LE MONDE | 25.06.2018 à 10h39 • Mis à jour le 25.06.2018 à 10h48 |
Propos recueillis par Marc Semo
Editorialiste de Cumhuriyet, quotidien de centre gauche et une des dernières voix indépendante en Turquie, Kadri Gürsel avait été arrêté en octobre 2016 avec dix autres responsables du journal et condamné à deux ans et demi de prison. Il est l’auteur de Turquie année zéro (Cerf, 2016).
Comment expliquez-vous la réélection de Recep Tayyip Erdogan dès le premier tour, et de la majorité dont disposent son parti et ses alliés à l’Assemblée ?
Le score électoral du Parti de la justice et du développement (AKP), qui avait remporté 49 % des voix aux élections de novembre 2015, est en nette baisse – 42 %, comme l’avaient prévu les sondages – mais la surprise de ce scrutin a été le succès de son allié du Parti d’action nationaliste (MHP), qui pèse 10 % et récupère les voix des déçus du parti du parti au pouvoir depuis 2002. La victoire d’Erdogan s’explique avant tout par cette lame de fond nationaliste qui ne cesse de prendre de l’ampleur. Quelque 70 % des Turcs votent pour un parti nationaliste, ou ultranationaliste, si l’on additionne aux voix de l’AKP et du MHP, celles recueillis par les néonationalistes de Meral Aksener, qui avait fait scission du MHP et rejoint l’opposition.

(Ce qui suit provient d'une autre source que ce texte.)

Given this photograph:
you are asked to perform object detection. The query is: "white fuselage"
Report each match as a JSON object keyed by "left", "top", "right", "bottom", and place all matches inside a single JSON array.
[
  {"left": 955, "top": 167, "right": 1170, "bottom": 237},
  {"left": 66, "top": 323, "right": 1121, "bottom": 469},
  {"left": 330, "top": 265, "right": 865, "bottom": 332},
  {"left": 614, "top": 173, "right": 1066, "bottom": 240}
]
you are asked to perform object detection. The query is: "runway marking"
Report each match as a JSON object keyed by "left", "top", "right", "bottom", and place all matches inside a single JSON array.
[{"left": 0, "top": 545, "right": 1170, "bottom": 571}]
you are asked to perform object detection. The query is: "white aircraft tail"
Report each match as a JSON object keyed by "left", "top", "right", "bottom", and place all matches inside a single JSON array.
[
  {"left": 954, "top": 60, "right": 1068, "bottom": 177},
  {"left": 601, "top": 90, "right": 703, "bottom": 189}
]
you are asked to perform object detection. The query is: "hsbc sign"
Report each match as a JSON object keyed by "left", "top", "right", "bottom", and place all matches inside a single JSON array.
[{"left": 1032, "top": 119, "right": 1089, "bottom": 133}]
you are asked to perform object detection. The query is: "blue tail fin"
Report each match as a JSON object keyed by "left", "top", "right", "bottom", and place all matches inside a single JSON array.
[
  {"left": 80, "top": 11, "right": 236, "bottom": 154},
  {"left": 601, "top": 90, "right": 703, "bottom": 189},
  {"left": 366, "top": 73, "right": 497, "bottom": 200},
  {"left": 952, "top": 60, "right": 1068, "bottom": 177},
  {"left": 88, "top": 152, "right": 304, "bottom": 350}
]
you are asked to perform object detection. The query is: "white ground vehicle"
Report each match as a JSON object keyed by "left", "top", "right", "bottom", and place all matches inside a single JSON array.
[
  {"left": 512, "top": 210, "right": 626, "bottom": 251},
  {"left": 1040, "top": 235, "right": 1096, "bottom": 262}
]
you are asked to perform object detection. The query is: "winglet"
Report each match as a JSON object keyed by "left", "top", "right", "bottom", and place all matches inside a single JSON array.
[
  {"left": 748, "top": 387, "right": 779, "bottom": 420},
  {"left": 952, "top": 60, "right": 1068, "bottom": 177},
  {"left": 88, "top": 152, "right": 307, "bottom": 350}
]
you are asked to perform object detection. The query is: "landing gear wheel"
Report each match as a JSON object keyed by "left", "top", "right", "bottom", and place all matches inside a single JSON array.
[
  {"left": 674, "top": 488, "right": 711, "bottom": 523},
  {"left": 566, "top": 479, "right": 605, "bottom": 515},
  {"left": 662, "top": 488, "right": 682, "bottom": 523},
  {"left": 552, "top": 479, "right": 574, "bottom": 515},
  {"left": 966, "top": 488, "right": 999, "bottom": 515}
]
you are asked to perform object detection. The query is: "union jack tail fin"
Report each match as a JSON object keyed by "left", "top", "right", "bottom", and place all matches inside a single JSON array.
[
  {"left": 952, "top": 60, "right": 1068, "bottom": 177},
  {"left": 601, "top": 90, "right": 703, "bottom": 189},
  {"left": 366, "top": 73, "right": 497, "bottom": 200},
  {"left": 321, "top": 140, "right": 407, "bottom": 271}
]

Quelles en sont les raisons ?
Il y a un aspect paradoxal que l’on ne peut expliquer seulement par le contexte régional et les clivages internes, notamment sur la question kurde, attisés par Recep Tayyip Erdogan. Selon toutes les enquêtes, les principales préoccupations des électeurs turcs portent sur la dégradation de l’économie, l’inflation, la montée du chômage, le dévissage de la monnaie et non pas sur les questions sécuritaires. Les résultats d’Erdogan n’en restent pas moins globalement équivalents à ceux de sa première élection à la présidence au suffrage universel en août 2014, et lors du référendum sur le régime présidentiel d’avril 2017. Mais ces élections, ni libres, ni équitables, menées dans un pays soumis à l’état d’urgence, ont été les moins démocratiques depuis l’entrée en vigueur d’un vrai multipartisme au début des années 1950.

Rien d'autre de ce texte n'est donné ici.